6 Janvier 2017
Aujourd'hui nous fêtons la visite des Mages à la crèche de Bethléem !
(l'église la fêtera officiellement dimanche 8 janvier)
L'étoile de Bethléem (1920)
Waldemar Flaig
(Image wikipédia)
Les rois mages
Se sont des savants, qui viennent d'Orient,
Où poussent la rose et l'oranger.
L'étoile pour eux s'était levée.
Obéissants mais surtout curieux, ils l'ont suivit.
Elle les a conduit tout au long du chemin.
Voilà qu'elle s'arrête rayonnante,
Au-dessus d'une grotte,
Sur la paille d'une mangeoire, un Enfant dort.
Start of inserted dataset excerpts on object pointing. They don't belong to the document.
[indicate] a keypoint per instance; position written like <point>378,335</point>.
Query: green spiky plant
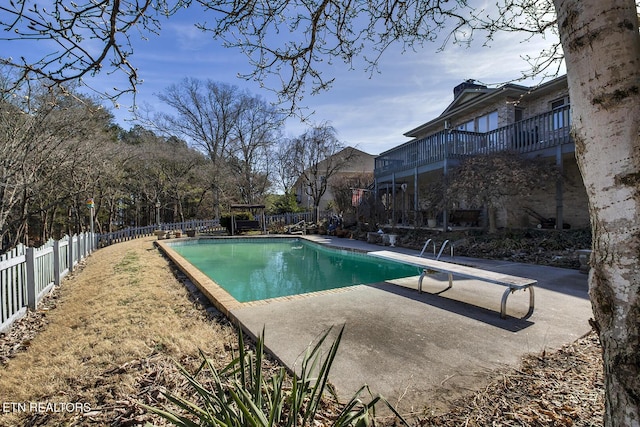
<point>240,395</point>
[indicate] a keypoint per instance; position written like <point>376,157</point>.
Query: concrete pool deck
<point>421,351</point>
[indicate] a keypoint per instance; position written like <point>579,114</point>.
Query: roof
<point>475,96</point>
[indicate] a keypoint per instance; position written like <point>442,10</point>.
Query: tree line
<point>217,146</point>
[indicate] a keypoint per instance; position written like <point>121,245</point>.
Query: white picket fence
<point>28,274</point>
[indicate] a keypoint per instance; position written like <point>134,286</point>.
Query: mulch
<point>563,388</point>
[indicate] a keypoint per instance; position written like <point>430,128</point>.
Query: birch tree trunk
<point>601,43</point>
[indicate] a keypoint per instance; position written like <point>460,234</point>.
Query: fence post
<point>31,278</point>
<point>79,241</point>
<point>70,253</point>
<point>56,262</point>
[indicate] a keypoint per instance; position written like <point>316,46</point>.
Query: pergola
<point>262,224</point>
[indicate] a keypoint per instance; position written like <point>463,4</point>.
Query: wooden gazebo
<point>240,225</point>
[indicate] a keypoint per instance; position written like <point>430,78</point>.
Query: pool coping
<point>222,300</point>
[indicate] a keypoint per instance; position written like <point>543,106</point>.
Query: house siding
<point>553,143</point>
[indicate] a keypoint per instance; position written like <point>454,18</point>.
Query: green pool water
<point>258,269</point>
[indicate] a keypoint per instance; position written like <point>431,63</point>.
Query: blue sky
<point>368,112</point>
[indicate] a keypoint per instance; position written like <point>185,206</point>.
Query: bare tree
<point>601,48</point>
<point>72,28</point>
<point>317,156</point>
<point>255,131</point>
<point>47,142</point>
<point>205,115</point>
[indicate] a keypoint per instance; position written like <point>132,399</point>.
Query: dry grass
<point>120,324</point>
<point>124,313</point>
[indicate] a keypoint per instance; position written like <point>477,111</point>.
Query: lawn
<point>109,338</point>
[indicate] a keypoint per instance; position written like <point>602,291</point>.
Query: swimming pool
<point>264,268</point>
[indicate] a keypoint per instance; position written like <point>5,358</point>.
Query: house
<point>533,121</point>
<point>359,164</point>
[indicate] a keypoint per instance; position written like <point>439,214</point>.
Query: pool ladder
<point>446,242</point>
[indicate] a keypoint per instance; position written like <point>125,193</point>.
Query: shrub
<point>240,395</point>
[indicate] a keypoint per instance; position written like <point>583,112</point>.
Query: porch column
<point>559,190</point>
<point>415,197</point>
<point>393,198</point>
<point>445,212</point>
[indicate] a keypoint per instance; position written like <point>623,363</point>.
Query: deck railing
<point>543,131</point>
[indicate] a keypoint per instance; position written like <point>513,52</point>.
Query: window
<point>481,124</point>
<point>560,114</point>
<point>468,126</point>
<point>488,122</point>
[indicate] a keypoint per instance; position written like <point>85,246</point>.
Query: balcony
<point>535,134</point>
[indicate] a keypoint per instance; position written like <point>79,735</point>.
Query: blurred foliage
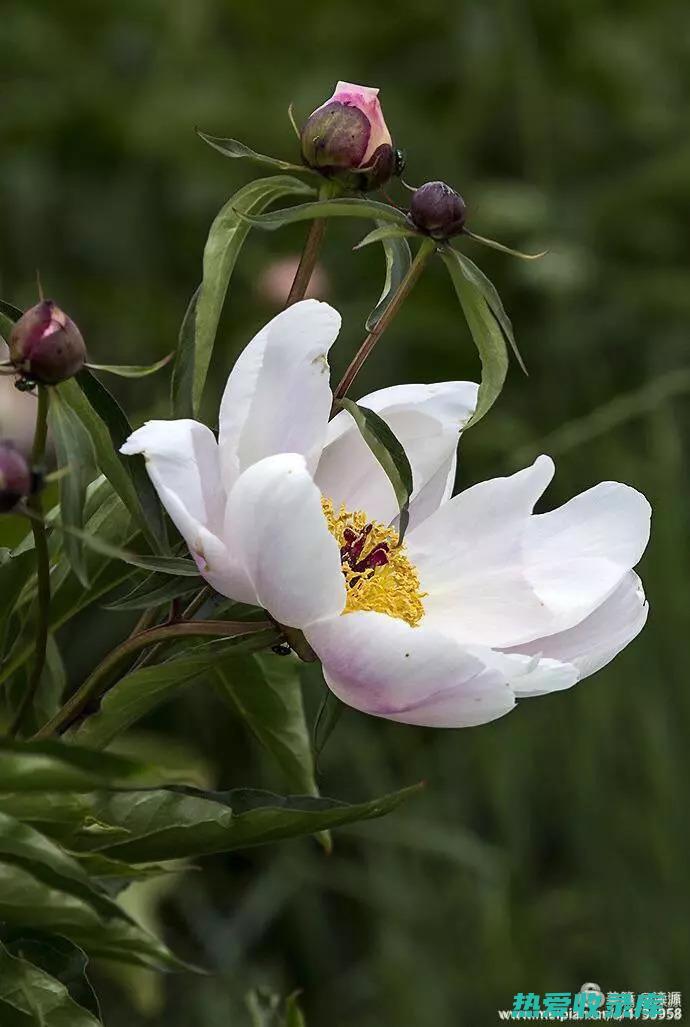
<point>550,847</point>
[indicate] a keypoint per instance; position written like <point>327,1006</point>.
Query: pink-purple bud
<point>45,345</point>
<point>15,477</point>
<point>437,211</point>
<point>347,139</point>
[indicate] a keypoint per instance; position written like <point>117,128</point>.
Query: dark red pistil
<point>354,543</point>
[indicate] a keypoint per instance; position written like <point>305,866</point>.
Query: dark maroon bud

Joseph et Marie veillent et prient à ses côtés,
L'âne et le bœuf, soufflent de concert pour le réchauffer,
Heureux d'être si près de Dieu.
Les Mages apportent dans leurs coffres,
Sur les chameaux aux dos bossus :
L'or, l'encens et la myrrhe.
Devant ce tout Petit, tous trois s'agenouillent
Pour Lui offrir leurs riches présents.
Et le ciel et la terre chantent alléluia !
Liviaaugustae
« Les Pères de l'Église, comme Irénée de Lyon (IIe siècle), voyaient dans l'or la reconnaissance de la royauté de Jésus, dans l'encens celle de sa divinité, dans la myrrhe sa mort sur la croix, donc son humanité.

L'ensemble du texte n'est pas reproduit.